In the title track from her debut LP, Lola Moore sent Retro spiralling through a cosmos of analogue synth nostalgia. If Stranger Things left you craving that warm buzz of circuitry and mood-drenched atmosphere, Retro scratches the itch with moody, spacey, interstellar escapism. From the first swell, it’s clear she refused to fall into the fray of mainstream pop monotony. She built her progressions as cathedrals of uninhibited expression, free from the scaffolding of conventional pop structures, choosing instead to run Retro like a pure stream of consciousness that kicks with assertion and playful authenticity.

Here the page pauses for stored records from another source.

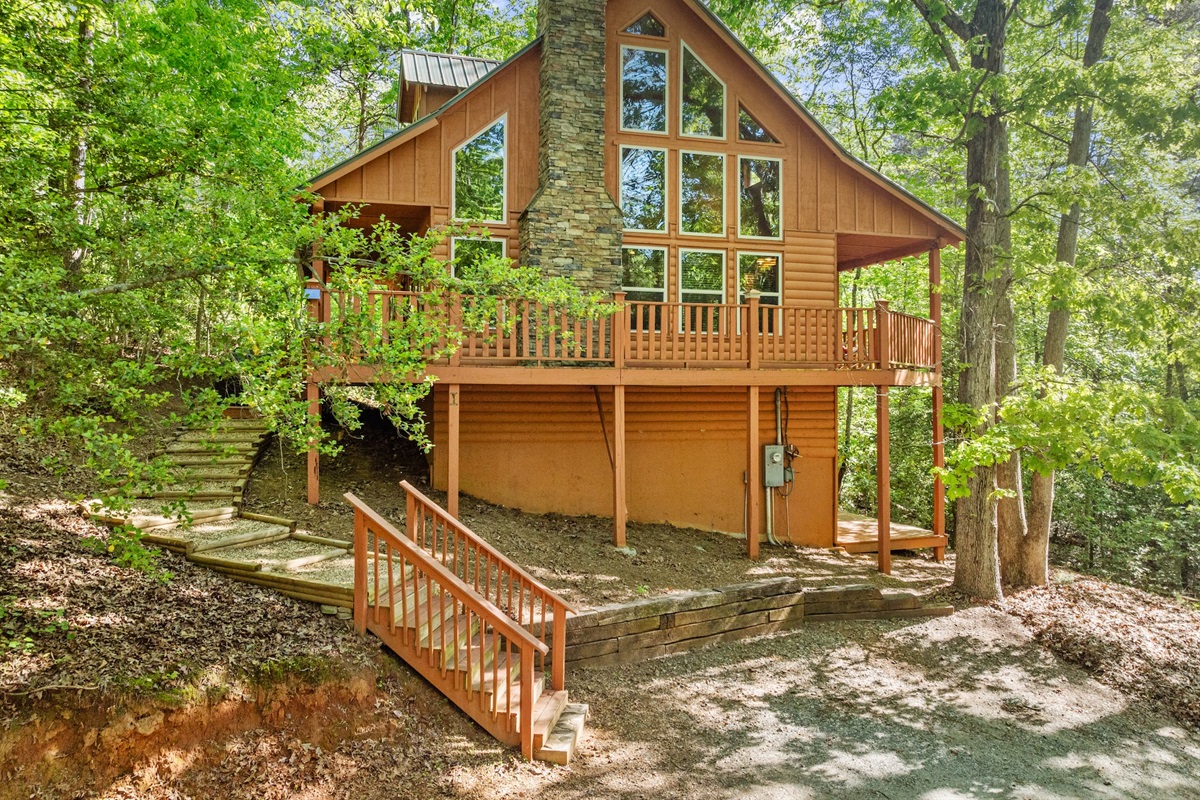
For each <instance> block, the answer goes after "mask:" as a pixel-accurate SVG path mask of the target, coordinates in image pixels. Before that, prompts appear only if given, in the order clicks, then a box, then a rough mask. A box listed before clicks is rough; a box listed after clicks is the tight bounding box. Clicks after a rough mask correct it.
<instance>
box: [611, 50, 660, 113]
mask: <svg viewBox="0 0 1200 800" xmlns="http://www.w3.org/2000/svg"><path fill="white" fill-rule="evenodd" d="M620 127H622V130H625V131H646V132H649V133H666V132H667V53H666V50H652V49H647V48H641V47H623V48H620Z"/></svg>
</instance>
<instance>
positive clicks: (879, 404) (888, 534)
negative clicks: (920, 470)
mask: <svg viewBox="0 0 1200 800" xmlns="http://www.w3.org/2000/svg"><path fill="white" fill-rule="evenodd" d="M890 438H892V437H890V431H889V425H888V386H880V387H878V392H877V393H876V395H875V500H876V519H877V521H878V525H880V533H878V540H880V542H878V545H880V572H882V573H883V575H892V463H890V462H892V453H890V444H892V443H890Z"/></svg>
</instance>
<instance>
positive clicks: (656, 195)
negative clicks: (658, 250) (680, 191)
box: [620, 148, 667, 230]
mask: <svg viewBox="0 0 1200 800" xmlns="http://www.w3.org/2000/svg"><path fill="white" fill-rule="evenodd" d="M666 168H667V155H666V151H665V150H650V149H647V148H622V149H620V211H622V215H623V216H624V218H625V227H626V228H629V229H631V230H666V229H667V200H666V197H667V175H666Z"/></svg>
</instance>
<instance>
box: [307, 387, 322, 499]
mask: <svg viewBox="0 0 1200 800" xmlns="http://www.w3.org/2000/svg"><path fill="white" fill-rule="evenodd" d="M305 397H306V398H307V401H308V417H310V421H311V422H312V423H314V425H317V426H320V384H318V383H317V381H314V380H310V381H308V385H307V386H306V387H305ZM307 499H308V505H317V504H318V503H320V453H319V452H318V451H317V435H316V434H313V435H311V437H310V438H308V498H307Z"/></svg>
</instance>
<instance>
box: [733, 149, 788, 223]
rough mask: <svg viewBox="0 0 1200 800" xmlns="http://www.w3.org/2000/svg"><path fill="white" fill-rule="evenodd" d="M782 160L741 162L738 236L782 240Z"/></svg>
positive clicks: (744, 161)
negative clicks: (777, 239) (781, 168)
mask: <svg viewBox="0 0 1200 800" xmlns="http://www.w3.org/2000/svg"><path fill="white" fill-rule="evenodd" d="M781 166H782V162H781V161H780V160H779V158H749V157H746V156H740V157H739V158H738V173H739V180H738V196H739V199H738V206H739V209H738V217H739V219H738V235H739V236H750V237H754V239H779V235H780V230H781V229H782V204H781V203H780V199H781V193H780V173H781V172H782V169H781Z"/></svg>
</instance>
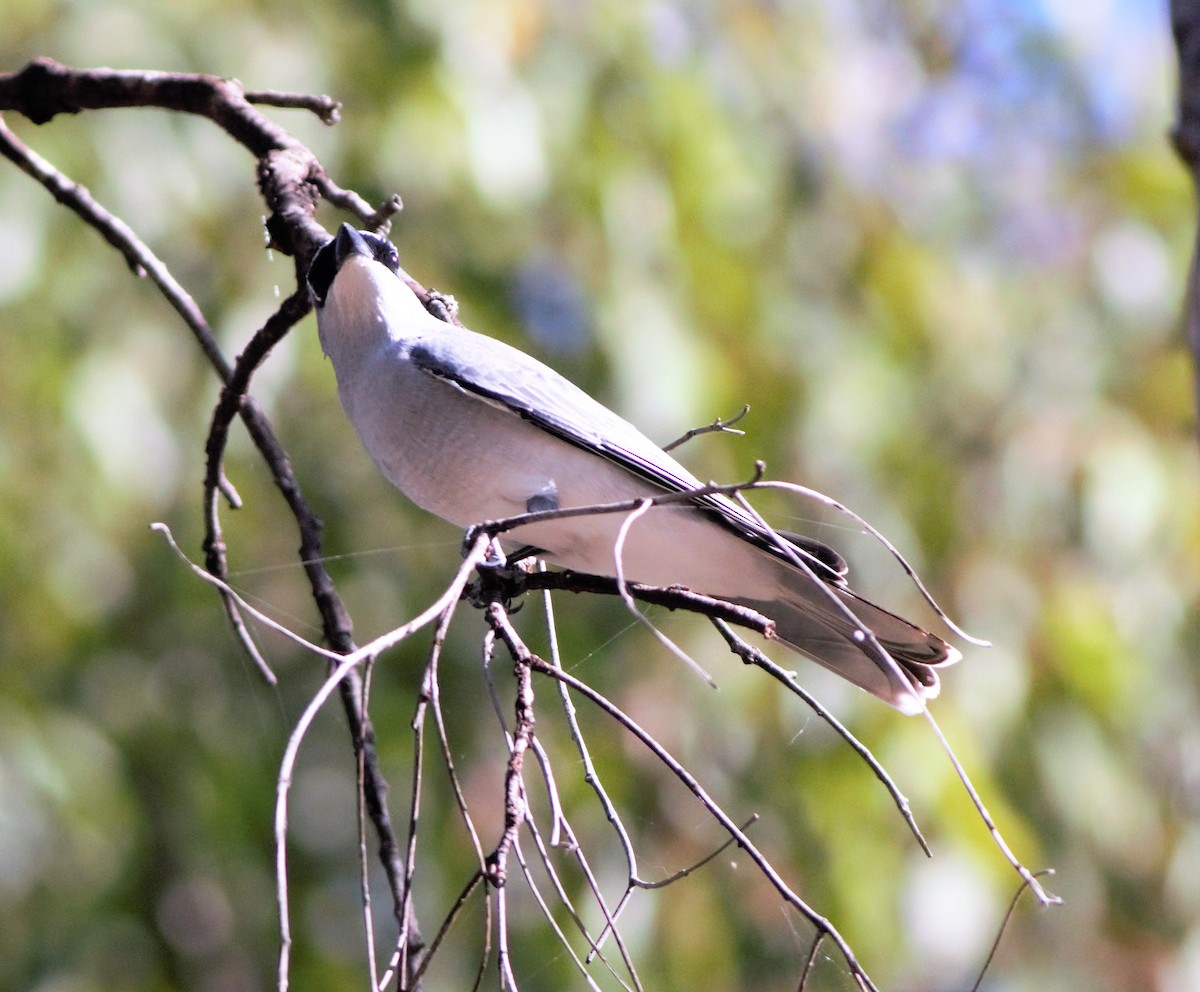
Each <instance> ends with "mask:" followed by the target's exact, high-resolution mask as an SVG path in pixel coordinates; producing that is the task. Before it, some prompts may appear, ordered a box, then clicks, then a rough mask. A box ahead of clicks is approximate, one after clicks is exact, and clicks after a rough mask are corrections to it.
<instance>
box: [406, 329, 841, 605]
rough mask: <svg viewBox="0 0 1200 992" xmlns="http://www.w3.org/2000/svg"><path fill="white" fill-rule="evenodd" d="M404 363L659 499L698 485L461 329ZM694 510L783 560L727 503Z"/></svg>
mask: <svg viewBox="0 0 1200 992" xmlns="http://www.w3.org/2000/svg"><path fill="white" fill-rule="evenodd" d="M409 359H410V361H412V362H413V363H414V365H415V366H416V367H418V368H420V369H421V371H424V372H426V373H428V374H431V375H436V377H437V378H439V379H444V380H446V381H450V383H454V384H455V385H456V386H458V387H460V389H463V390H466V391H467V392H472V393H475V395H476V396H480V397H484V398H486V399H490V401H492V402H494V403H499V404H502V405H503V407H505V408H506V409H509V410H511V411H512V413H514V414H516V415H518V416H521V417H523V419H524V420H528V421H529V422H532V423H534V425H536V426H538V427H540V428H541V429H542V431H546V432H547V433H550V434H553V435H554V437H557V438H560V439H562V440H565V441H568V443H569V444H572V445H576V446H578V447H582V449H584V450H587V451H592V452H594V453H595V455H598V456H600V457H602V458H606V459H608V461H611V462H614V463H616V464H618V465H620V467H622V468H624V469H626V470H629V471H631V473H634V474H635V475H638V476H641V477H642V479H646V480H647V481H649V482H652V483H653V485H655V486H658V487H660V488H662V489H665V491H666V492H685V491H688V489H695V488H698V487H700V486H702V485H703V483H702V482H701V481H700V480H698V479H696V476H694V475H692V474H691V473H690V471H688V470H686V469H685V468H684V467H683V465H680V464H679V463H678V462H677V461H676V459H674V458H672V457H671V456H670V455H667V453H666V452H665V451H664V450H662V449H661V447H659V445H656V444H654V441H652V440H650V439H649V438H647V437H646V435H644V434H643V433H642V432H641V431H638V429H637V428H636V427H634V426H632V425H631V423H629V421H626V420H623V419H622V417H619V416H617V414H614V413H613V411H612V410H610V409H608V408H607V407H605V405H602V404H601V403H599V402H598V401H595V399H593V398H592V397H590V396H589V395H588V393H586V392H584V391H583V390H581V389H580V387H578V386H576V385H575V384H574V383H571V381H570V380H569V379H565V378H563V377H562V375H559V374H558V373H557V372H554V371H553V369H552V368H550V367H548V366H545V365H542V363H541V362H540V361H538V360H536V359H533V357H530V356H529V355H527V354H524V353H523V351H520V350H517V349H516V348H512V347H510V345H508V344H505V343H504V342H502V341H497V339H496V338H492V337H487V336H485V335H479V333H475V332H474V331H469V330H467V329H463V327H451V326H448V327H445V329H444V330H442V329H440V327H439V329H438V330H437V331H434V332H431V333H428V335H424V336H422V337H421V338H419V339H418V341H416V342H415V343H414V344H413V347H412V349H410V351H409ZM694 503H695V505H696V506H697V509H700V510H701V511H703V512H704V513H706V515H708V516H709V517H712V518H713V519H714V521H716V522H719V523H720V524H722V525H724V527H727V528H730V529H732V530H734V531H736V533H737V534H738V535H739V536H742V537H744V539H745V540H748V541H750V542H751V543H754V545H757V546H758V547H761V548H763V549H764V551H767V552H769V553H772V554H774V555H776V557H784V554H782V552H781V551H780V548H779V546H778V543H776V541H775V540H774V539H773V537H772V536H770V535H769V534H767V533H766V531H764V530H763V529H762V528H761V527H760V525H758V524H757V523H756V522H755V521H754V519H752V518H751V517H750V516H749V515H746V513H745V512H744V511H743V510H742V509H740V507H739V506H737V504H734V503H733V501H732V500H730V499H727V498H725V497H722V495H719V494H710V495H702V497H697V498H696V499H695V500H694ZM786 540H787V541H788V542H790V543H791V545H792V546H793V549H794V551H797V552H799V554H800V555H802V557H803V558H804V559H805V560H806V561H808V564H809V565H810V566H811V567H812V569H814V570H815V571H816V572H817V573H818V575H820V576H821V578H823V579H824V581H826V582H829V583H832V584H836V585H844V584H845V579H844V578H842V577H844V576H845V573H846V563H845V561H844V560H842V559H841V557H840V555H839V554H838V553H836V552H835V551H834V549H833V548H830V547H827V546H826V545H822V543H821V542H818V541H814V540H812V539H810V537H802V536H799V535H791V534H788V535H787V537H786Z"/></svg>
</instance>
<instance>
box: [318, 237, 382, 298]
mask: <svg viewBox="0 0 1200 992" xmlns="http://www.w3.org/2000/svg"><path fill="white" fill-rule="evenodd" d="M355 254H361V255H366V257H367V258H372V252H371V246H370V245H367V242H366V240H364V238H362V235H361V234H359V233H358V232H356V230H355V229H354V228H352V227H350V226H349V224H342V226H341V227H340V228H338V229H337V235H336V236H335V238H334V239H332V240H330V241H326V242H325V244H324V245H323V246H322V247H320V249H319V251H318V252H317V254H314V255H313V259H312V265H310V266H308V290H310V291H311V293H312V297H313V300H314V301H316V303H317V306H318V307H322V306H324V305H325V296H328V295H329V287H331V285H332V284H334V277H335V276H336V275H337V272H338V271H340V270H341V267H342V263H343V261H346V259H348V258H349V257H350V255H355Z"/></svg>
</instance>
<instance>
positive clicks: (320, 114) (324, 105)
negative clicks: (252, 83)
mask: <svg viewBox="0 0 1200 992" xmlns="http://www.w3.org/2000/svg"><path fill="white" fill-rule="evenodd" d="M245 97H246V102H247V103H258V104H262V106H264V107H283V108H289V109H296V110H308V112H311V113H312V114H314V115H316V116H318V118H319V119H320V122H322V124H328V125H329V126H330V127H332V126H334V125H335V124H338V122H340V121H341V119H342V104H341V102H340V101H336V100H334V97H331V96H312V95H311V94H289V92H283V91H282V90H246V92H245Z"/></svg>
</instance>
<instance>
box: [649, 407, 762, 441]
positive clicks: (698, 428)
mask: <svg viewBox="0 0 1200 992" xmlns="http://www.w3.org/2000/svg"><path fill="white" fill-rule="evenodd" d="M748 413H750V404H749V403H746V404H745V405H744V407H743V408H742V409H740V410H738V413H736V414H734V415H733V416H731V417H727V419H722V417H718V419H716V420H714V421H713V422H712V423H706V425H704V426H703V427H692V428H691V429H690V431H685V432H684V433H683V434H680V435H679V437H678V438H676V439H674V440H673V441H671V444H665V445H662V450H664V451H674V450H676V449H677V447H679V446H680V445H684V444H686V443H688V441H690V440H691V439H692V438H698V437H700V435H701V434H714V433H716V434H737V435H739V437H745V433H746V432H745V431H738V429H737V428H734V426H733V425H734V423H738V422H739V421H740V420H742V419H743V417H744V416H745V415H746V414H748Z"/></svg>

The experimental earworm doesn’t chase accessibility; it arrives fully formed, driven by tonal conviction and a refusal to dilute emotion for commercial ease. The synths fold and bloom with a kind of retro-futurist reverence, landing somewhere between starlit solitude and neon-lit dreamscape. As the track moves towards its outro, swathes of autotuning wash across her harmonies until the line between voice and instrumentation dissolves entirely. The effect is a transhumanist curtain call, a final blurred silhouette of human expression merging with sonic machinery, sealing Retro as an unforgettable entry into the contemporary synth-pop gene pool.
As a Long Island-raised DIY musician, Lola Moore built the foundations of her debut album with the same ethos that shapes her live sets at open mic nights. She writes, plays keys and guitar, and approaches her sonic signature with the raw joy of creation without an atom of pressure to mould herself around the expectations of the pop meat market. Retro is proof of what happens when someone creates without compromise: you hear the person, not the algorithm.
Retro is now available on all major streaming platforms, including YouTube.